What is AI Observability?

AI observability is the practice of instrumenting and monitoring production AI systems to understand their behavior, detect issues, and continuously improve them, including request / response tracing, evaluation against golden datasets, drift detection, cost tracking, latency monitoring, and the production AI ops infrastructure that distinguishes mature deployments from prototypes that escaped into production.

Last updated 2026-04-29BearPlex AI Engineering Team

Overview

AI observability is to production AI what application performance monitoring (APM) is to traditional applications: necessary infrastructure that distinguishes mature systems from systems that fail silently. Production AI systems have unique observability needs beyond traditional APM: probabilistic outputs require evaluation rather than simple success/failure metrics; LLM costs scale per token making cost monitoring critical; model behavior drifts as model versions update or production traffic patterns shift; multi-step agent traces require specialized tooling. Modern AI observability platforms (LangSmith, Helicone, Braintrust, Langfuse) provide AI-specific observability that traditional APM tools miss.

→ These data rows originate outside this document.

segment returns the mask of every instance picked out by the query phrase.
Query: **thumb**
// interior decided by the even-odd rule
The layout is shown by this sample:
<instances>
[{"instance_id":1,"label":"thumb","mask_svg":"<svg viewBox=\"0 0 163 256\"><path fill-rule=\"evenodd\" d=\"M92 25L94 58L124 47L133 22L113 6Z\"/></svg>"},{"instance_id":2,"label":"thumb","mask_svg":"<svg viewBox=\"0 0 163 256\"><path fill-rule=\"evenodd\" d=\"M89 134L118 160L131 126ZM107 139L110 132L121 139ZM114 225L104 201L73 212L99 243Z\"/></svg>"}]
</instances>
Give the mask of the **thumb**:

What AI observability includes

Production AI observability includes: (1) Request / response tracing; every LLM call captured with input, output, model, latency, cost, prompt version, errors; (2) Evaluation against golden datasets: periodic eval runs to detect quality regressions; (3) Drift detection: alerts when production behavior diverges from baseline (input distribution shift, output pattern shift); (4) Cost tracking: per-feature, per-customer, per-team cost attribution at granular levels; (5) Latency monitoring: TTFT, inter-token latency, end-to-end latency for agent workflows; (6) Multi-step agent tracing: visualizing the full reasoning + tool use trace for agent failures; (7) User feedback integration: capture user thumbs up/down to correlate production behavior with user satisfaction; (8) Incident detection: alerts on failure rate spikes, cost spikes, latency degradation. Production AI observability is multi-layered; no single tool covers everything.

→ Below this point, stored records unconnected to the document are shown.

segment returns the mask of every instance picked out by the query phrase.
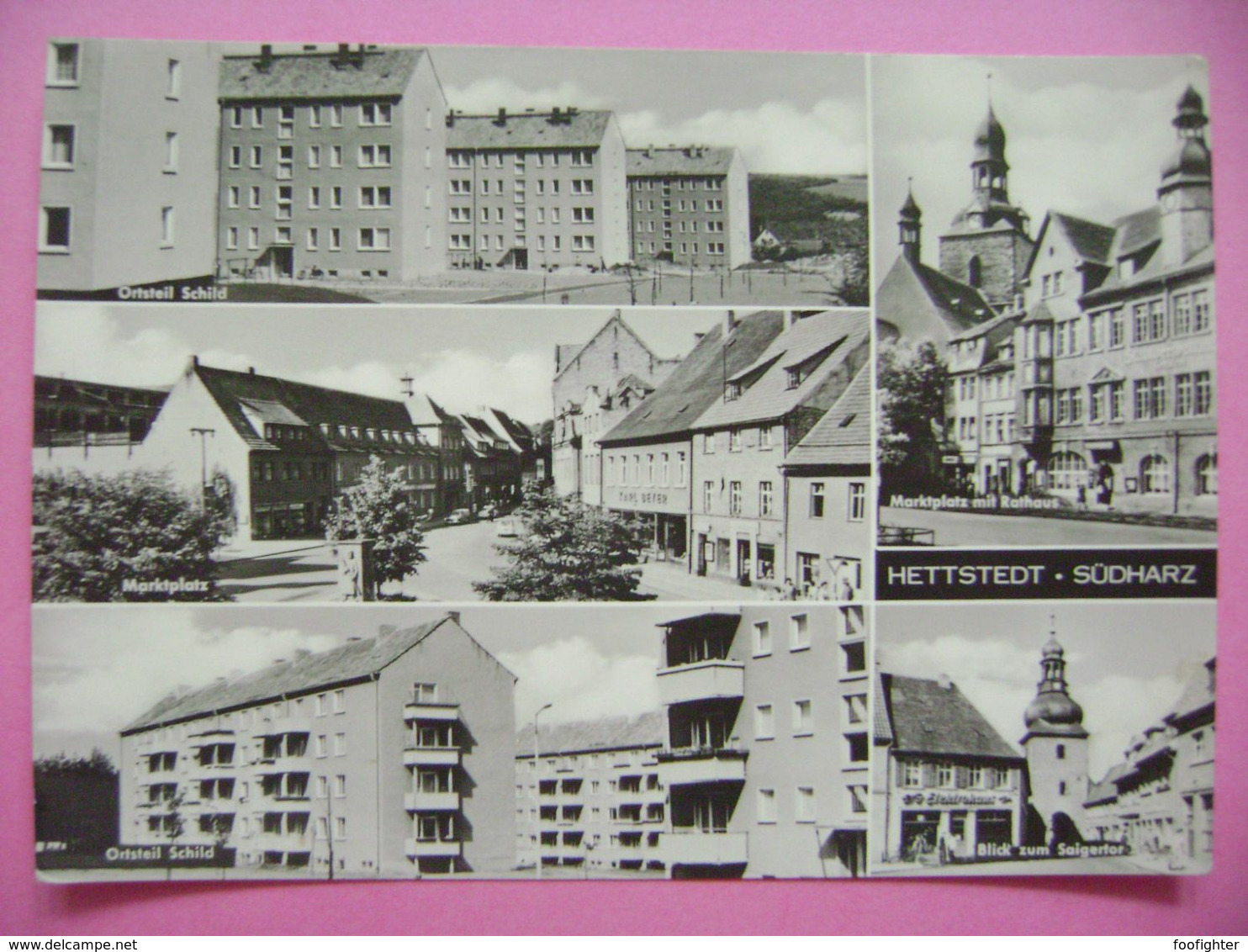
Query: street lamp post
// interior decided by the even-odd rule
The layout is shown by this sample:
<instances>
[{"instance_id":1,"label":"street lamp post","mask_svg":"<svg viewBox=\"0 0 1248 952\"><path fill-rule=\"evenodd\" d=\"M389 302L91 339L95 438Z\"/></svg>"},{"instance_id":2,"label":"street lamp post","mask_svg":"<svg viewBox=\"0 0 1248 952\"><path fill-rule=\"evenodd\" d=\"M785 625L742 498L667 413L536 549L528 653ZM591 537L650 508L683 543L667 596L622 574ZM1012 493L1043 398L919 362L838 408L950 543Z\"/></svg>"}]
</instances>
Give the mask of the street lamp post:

AI observability platforms in 2026

(1) LangSmith: strong for LangChain / LangGraph systems with native graph-aware tracing. (2) Helicone: provider-agnostic, strong cost tracking, simple integration. (3) Langfuse: open-source AI observability with tracing, eval, cost tracking. (4) Braintrust: strong production trace analysis with dataset curation focus. (5) Phoenix (Arize): open-source LLM observability with strong evaluation features. (6) Standard observability tools (DataDog, New Relic, Honeycomb): increasingly add LLM-specific features but generally less AI-aware than dedicated tools. Most production deployments use a combination, typically a dedicated AI observability tool for AI-specific needs plus standard infrastructure observability for the rest.

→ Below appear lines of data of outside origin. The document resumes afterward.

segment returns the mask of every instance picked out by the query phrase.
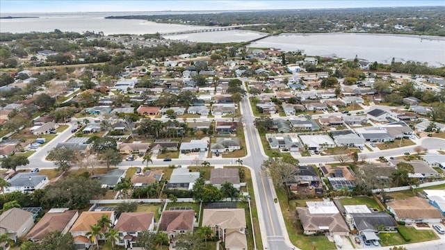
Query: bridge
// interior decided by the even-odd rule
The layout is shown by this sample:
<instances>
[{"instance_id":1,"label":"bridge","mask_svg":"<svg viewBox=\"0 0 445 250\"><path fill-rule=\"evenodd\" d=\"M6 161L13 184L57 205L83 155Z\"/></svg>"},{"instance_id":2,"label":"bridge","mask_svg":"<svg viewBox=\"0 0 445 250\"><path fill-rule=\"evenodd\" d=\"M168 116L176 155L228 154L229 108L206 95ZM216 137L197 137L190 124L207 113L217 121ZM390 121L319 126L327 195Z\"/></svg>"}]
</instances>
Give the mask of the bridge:
<instances>
[{"instance_id":1,"label":"bridge","mask_svg":"<svg viewBox=\"0 0 445 250\"><path fill-rule=\"evenodd\" d=\"M232 30L234 30L241 27L247 27L247 26L263 26L263 25L269 25L269 24L270 24L232 25L229 26L220 26L220 27L216 27L216 28L201 28L201 29L189 30L189 31L167 32L167 33L161 33L161 35L164 36L164 35L174 35L189 34L189 33L202 33L202 32L232 31Z\"/></svg>"}]
</instances>

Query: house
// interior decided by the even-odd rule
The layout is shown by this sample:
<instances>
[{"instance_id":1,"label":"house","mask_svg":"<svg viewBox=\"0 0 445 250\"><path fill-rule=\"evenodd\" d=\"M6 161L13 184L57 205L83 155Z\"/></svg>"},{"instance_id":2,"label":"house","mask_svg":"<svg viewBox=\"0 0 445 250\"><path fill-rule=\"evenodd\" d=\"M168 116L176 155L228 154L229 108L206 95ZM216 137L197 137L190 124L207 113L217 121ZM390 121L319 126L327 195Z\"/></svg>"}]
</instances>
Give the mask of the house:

Why AI observability is non-negotiable for production

Production AI fails silently in ways traditional applications don't. A regression in prompt quality might not crash anything but reduces user satisfaction. A drift in input distribution might not raise errors but degrades model accuracy. A subtle change in model version might shift behavior in ways nobody notices until customer complaints accumulate. Without observability, you don't know any of this is happening until it becomes a serious problem. With observability, you detect issues early, debug quickly, and continuously improve. The investment in AI observability infrastructure typically pays back within months: engineering time saved on debugging, customer satisfaction protected from silent regressions, cost optimization opportunities surfaced. Every BearPlex production engagement includes AI observability as a first-class deliverable.

Use cases

  • Production LLM application monitoring (chat, RAG, agents)
  • Cost attribution across AI features and customers
  • Quality regression detection through periodic eval runs
  • Multi-step agent debugging via trace visualization
  • Drift detection as production patterns evolve

Examples in production

LangSmith (LangChain Inc.)

Production AI observability platform with native LangChain / LangGraph integration, graph-aware tracing, evaluation infrastructure.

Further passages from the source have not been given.